Unit D: R Packages

Unit D: R Packages#

Learning Goals

After this lesson, you should be able to:

  • Install packages for R with Pixi

  • Explain the advantages and disadvantages of using Pixi with R

  • Describe alternatives to Pixi for managing R packages and the R environment

This unit explains how to use Pixi to manage packages in R projects, the current state of Pixi’s support for R and its limitations, and alternatives to Pixi for R.

See also

As a complement to this unit, see DataLab’s R Basics workshop reader.

R Packages#

Pixi (and Conda) were developed with Python in mind. The developers have since expanded the scope to include other research computing software, such as R. Support for R is still a work in progress, but Pixi is already usable for most R projects.

See also

To learn more about the status of R support in Pixi, see this GitHub issue.

To install R, use pixi add to add the r package. This will also install all of R’s dependencies.

Instead of using R’s install.packages function, you can use pixi add to install individual R packages. This has the benefit of ensuring that the packages are recorded in your project’s pixi.toml. Pixi will also automatically install system-level dependencies of the package (packages for working with other software, databases, and geospatial data often have these). R package names begin with the prefix r-, so for example, the Tidyverse package is r-tidyverse and the ggplot2 package is r-ggplot2.

Conda-forge provides many of the packages on the Comprehensive R Archive Network (CRAN). These are maintained semi-manually by volunteers, so a few packages are missing, and versions sometimes lag behind CRAN. Conda-forge is also missing many packages that aren’t on CRAN but are part of the wider R Universe.

If you need to install an R package that isn’t available on conda-forge, you can:

  • Install the package with R’s install.packages function (or similar). The package will not be recorded in pixi.toml. If the package has any system-level dependencies, make sure to install them first with pixi add.
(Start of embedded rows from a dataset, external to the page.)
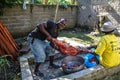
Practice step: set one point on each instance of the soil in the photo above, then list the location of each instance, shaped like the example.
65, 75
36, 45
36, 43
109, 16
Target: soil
10, 71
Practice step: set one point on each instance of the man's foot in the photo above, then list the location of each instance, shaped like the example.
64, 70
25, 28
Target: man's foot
54, 66
39, 73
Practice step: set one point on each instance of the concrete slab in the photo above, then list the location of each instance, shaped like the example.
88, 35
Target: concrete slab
96, 72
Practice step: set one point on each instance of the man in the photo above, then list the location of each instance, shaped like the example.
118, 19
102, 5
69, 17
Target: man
40, 39
108, 47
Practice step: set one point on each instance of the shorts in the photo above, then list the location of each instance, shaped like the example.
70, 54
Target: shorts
40, 49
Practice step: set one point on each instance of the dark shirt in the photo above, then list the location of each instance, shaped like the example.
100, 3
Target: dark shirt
51, 29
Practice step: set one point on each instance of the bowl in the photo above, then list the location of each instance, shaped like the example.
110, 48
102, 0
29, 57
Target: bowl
72, 64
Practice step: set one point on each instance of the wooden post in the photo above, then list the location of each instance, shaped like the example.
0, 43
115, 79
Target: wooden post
57, 5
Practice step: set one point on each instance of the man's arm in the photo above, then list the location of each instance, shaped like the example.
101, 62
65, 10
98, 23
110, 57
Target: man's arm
43, 30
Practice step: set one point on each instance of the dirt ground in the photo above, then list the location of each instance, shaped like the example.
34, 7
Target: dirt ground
11, 71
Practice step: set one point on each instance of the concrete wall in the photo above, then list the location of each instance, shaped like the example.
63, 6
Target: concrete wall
20, 22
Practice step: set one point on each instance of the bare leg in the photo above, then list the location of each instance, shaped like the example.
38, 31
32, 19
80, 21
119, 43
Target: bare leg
37, 64
36, 71
52, 64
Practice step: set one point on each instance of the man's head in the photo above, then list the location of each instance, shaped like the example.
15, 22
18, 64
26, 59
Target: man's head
62, 23
108, 27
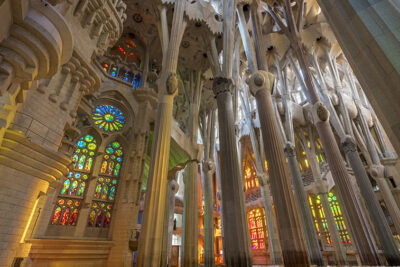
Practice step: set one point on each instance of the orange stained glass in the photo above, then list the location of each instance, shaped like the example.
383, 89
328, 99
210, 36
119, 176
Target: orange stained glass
257, 228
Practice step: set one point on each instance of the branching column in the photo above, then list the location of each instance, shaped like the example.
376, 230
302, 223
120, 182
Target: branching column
293, 247
208, 172
150, 243
128, 209
236, 236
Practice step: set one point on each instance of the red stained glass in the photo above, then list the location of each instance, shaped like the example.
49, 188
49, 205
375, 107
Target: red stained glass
65, 217
56, 215
73, 218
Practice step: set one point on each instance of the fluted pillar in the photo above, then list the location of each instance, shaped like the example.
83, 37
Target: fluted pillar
382, 229
191, 228
235, 234
126, 216
209, 169
150, 242
292, 241
358, 226
174, 187
310, 233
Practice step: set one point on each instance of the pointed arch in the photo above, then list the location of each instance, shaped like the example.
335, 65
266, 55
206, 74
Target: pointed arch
75, 184
107, 184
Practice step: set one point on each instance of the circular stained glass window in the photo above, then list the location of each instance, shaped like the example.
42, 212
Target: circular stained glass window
108, 118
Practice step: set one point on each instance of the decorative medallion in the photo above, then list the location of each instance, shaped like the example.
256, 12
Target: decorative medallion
108, 118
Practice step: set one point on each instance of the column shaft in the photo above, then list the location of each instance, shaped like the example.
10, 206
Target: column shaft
382, 229
235, 234
150, 244
191, 228
358, 225
292, 242
310, 233
208, 216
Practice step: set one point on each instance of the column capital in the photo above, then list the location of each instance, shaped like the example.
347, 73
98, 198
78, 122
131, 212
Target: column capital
222, 85
319, 112
261, 80
290, 150
348, 144
172, 83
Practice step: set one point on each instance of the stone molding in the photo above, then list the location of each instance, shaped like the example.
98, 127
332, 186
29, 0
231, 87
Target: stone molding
348, 144
53, 251
261, 80
39, 41
106, 19
222, 85
19, 153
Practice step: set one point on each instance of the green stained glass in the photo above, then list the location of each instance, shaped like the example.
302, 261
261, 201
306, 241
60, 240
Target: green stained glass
81, 189
108, 118
116, 145
81, 143
92, 146
65, 186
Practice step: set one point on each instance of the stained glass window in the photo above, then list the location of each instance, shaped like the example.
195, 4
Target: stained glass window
106, 67
257, 228
100, 215
320, 219
249, 172
66, 212
338, 215
75, 184
324, 223
106, 186
108, 118
137, 81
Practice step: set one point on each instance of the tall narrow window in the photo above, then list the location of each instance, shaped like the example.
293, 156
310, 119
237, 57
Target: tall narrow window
337, 214
319, 214
104, 195
323, 220
74, 185
257, 228
249, 171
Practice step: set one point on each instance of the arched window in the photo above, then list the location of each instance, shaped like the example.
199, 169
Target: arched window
75, 184
257, 228
249, 171
338, 215
320, 219
104, 195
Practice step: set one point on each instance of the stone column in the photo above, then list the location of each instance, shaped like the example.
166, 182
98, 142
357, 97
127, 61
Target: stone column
235, 234
382, 229
377, 172
191, 214
150, 242
174, 187
208, 173
209, 170
372, 32
358, 225
310, 233
125, 219
291, 237
322, 189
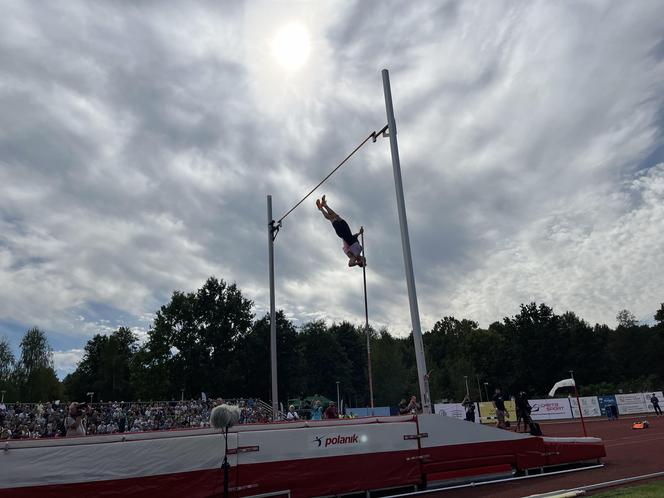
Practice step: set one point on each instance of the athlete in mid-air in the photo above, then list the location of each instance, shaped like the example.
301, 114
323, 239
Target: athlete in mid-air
352, 247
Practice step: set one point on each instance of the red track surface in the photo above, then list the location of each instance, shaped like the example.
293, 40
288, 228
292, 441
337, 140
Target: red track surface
629, 453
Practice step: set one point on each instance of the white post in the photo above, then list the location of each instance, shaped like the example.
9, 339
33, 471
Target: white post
405, 246
366, 324
273, 313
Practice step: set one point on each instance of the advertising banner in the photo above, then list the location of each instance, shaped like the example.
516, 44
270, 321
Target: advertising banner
589, 405
550, 409
631, 403
604, 401
635, 402
660, 398
378, 411
455, 410
488, 412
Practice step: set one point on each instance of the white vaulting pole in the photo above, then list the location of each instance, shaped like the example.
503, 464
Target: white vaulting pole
273, 313
405, 245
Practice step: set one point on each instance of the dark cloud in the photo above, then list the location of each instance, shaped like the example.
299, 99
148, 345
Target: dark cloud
139, 142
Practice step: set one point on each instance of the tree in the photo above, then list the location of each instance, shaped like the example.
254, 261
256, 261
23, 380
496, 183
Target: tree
659, 315
6, 361
7, 364
390, 372
626, 319
254, 352
194, 343
105, 367
34, 375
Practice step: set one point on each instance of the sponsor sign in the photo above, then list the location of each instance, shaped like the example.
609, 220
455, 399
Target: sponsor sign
550, 409
660, 398
378, 411
455, 410
337, 440
635, 402
604, 401
488, 412
589, 406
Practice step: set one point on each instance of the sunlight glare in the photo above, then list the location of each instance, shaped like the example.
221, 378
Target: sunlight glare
291, 46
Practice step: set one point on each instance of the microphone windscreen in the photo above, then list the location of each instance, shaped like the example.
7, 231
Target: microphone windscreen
224, 416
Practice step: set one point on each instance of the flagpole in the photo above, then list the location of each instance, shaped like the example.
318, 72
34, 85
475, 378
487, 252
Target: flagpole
578, 402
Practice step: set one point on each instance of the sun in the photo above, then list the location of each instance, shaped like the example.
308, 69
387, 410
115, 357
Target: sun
291, 46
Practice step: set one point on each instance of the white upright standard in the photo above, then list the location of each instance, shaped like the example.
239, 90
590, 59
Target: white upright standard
271, 233
405, 245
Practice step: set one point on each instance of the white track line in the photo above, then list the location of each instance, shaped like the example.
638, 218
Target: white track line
497, 481
600, 485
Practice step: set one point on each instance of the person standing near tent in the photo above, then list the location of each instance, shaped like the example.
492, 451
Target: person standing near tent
523, 410
331, 411
317, 411
351, 247
470, 409
499, 405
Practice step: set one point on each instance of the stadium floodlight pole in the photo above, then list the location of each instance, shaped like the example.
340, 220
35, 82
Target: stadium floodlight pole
273, 314
422, 375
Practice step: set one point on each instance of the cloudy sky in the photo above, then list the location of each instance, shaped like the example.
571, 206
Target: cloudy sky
138, 142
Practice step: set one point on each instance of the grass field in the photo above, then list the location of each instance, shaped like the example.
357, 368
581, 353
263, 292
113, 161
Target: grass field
650, 490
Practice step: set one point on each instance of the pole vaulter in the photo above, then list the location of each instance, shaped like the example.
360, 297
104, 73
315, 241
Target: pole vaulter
389, 130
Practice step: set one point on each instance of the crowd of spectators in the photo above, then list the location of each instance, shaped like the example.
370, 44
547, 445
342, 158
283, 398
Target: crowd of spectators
44, 420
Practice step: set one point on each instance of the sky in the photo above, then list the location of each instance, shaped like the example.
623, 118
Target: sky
139, 140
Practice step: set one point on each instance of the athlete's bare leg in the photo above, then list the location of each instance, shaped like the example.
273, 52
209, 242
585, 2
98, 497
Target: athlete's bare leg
326, 210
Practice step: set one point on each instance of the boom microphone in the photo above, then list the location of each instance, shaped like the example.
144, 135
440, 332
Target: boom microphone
224, 416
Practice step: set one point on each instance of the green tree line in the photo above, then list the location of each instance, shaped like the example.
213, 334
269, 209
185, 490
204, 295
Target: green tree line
210, 341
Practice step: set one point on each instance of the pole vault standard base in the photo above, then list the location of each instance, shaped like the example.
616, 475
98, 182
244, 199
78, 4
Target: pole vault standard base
422, 376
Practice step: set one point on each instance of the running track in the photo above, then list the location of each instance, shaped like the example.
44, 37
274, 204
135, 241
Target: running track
628, 453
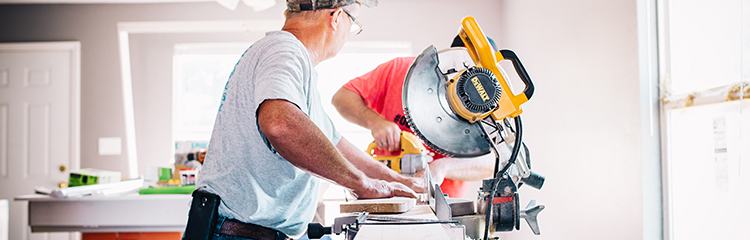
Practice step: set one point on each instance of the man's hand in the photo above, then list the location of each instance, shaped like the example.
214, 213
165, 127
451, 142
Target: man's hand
381, 189
387, 135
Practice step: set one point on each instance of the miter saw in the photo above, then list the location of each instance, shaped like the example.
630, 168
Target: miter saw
459, 102
411, 158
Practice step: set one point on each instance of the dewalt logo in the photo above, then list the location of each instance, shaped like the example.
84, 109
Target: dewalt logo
480, 89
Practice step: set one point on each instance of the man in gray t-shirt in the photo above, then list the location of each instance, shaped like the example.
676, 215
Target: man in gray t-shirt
272, 141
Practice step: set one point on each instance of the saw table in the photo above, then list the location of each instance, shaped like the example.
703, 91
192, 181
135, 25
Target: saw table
405, 231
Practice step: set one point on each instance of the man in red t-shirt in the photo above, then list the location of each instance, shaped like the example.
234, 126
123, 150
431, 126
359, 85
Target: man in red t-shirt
373, 101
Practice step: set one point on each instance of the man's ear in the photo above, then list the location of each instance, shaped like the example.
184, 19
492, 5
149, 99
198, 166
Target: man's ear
336, 18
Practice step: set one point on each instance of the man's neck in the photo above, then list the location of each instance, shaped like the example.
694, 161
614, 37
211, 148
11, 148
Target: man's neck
312, 37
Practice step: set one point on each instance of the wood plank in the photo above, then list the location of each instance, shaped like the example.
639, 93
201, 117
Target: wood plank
406, 231
384, 205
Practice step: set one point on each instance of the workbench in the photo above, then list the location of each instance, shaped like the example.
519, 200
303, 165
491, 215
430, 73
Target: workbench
407, 231
168, 213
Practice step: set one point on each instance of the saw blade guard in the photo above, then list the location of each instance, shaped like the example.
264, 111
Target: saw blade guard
427, 109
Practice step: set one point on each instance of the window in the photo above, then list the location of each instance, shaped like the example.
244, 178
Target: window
705, 71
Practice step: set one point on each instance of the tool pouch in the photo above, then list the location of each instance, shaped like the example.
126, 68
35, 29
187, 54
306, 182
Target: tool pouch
204, 211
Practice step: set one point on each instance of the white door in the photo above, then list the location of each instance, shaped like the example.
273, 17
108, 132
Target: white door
39, 123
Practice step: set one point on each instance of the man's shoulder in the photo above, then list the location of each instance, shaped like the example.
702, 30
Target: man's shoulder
280, 40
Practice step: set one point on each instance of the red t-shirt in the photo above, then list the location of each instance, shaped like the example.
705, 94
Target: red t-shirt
381, 90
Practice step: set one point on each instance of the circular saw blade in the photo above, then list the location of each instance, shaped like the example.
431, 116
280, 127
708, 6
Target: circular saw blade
426, 106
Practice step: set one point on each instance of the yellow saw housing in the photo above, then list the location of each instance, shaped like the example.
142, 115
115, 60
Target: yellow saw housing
480, 91
411, 158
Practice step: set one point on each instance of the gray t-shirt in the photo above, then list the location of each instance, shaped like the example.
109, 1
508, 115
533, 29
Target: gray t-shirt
256, 184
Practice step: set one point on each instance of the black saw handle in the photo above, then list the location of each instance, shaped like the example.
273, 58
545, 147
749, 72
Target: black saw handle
520, 70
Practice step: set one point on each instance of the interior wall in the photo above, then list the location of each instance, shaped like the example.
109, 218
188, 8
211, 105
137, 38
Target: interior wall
582, 124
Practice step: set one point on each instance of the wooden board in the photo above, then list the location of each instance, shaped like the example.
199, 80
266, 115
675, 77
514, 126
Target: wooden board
383, 205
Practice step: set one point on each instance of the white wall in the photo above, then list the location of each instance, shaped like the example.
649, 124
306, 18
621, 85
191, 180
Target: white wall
582, 125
  • Contribute the package to conda-forge yourself. The conda-forge administrators provide instructions for contributing a package. You don’t need to be the developer of the package to do this, although it’s polite to notify them.

  • Use an R environment management package (see Alternatives to Pixi) instead of or together with Pixi.

Important

R uses three environment variables (see Environment Variables) to determine where to search for installed packages: R_LIBS, R_LIBS_USER, and R_LIBS_SITE. When we run R in a Pixi environment, we want R to find only the packages that are part of that environment. To achieve this, we need to set the three R_LIBS variables.

Pixi will automatically set any environment variables defined in the [activation.env] table of pixi.toml when the environment is started. So to set the R_LIBS variables, add this to pixi.toml:

[activation.env]
# Make sure R only searches for packages within the Pixi environment.
PIXI_R_LIBS = "$CONDA_PREFIX/lib/R/library"
R_LIBS = "$PIXI_R_LIBS"
R_LIBS_USER = "$PIXI_R_LIBS"
R_LIBS_SITE = "$PIXI_R_LIBS"

The CONDA_PREFIX variable is automatically set by Pixi when the environment is started. It refers to the directory where the environment’s packages are installed. The PIXI_R_LIBS variable is just a convenience for setting the other three—it isn’t used by Pixi or R.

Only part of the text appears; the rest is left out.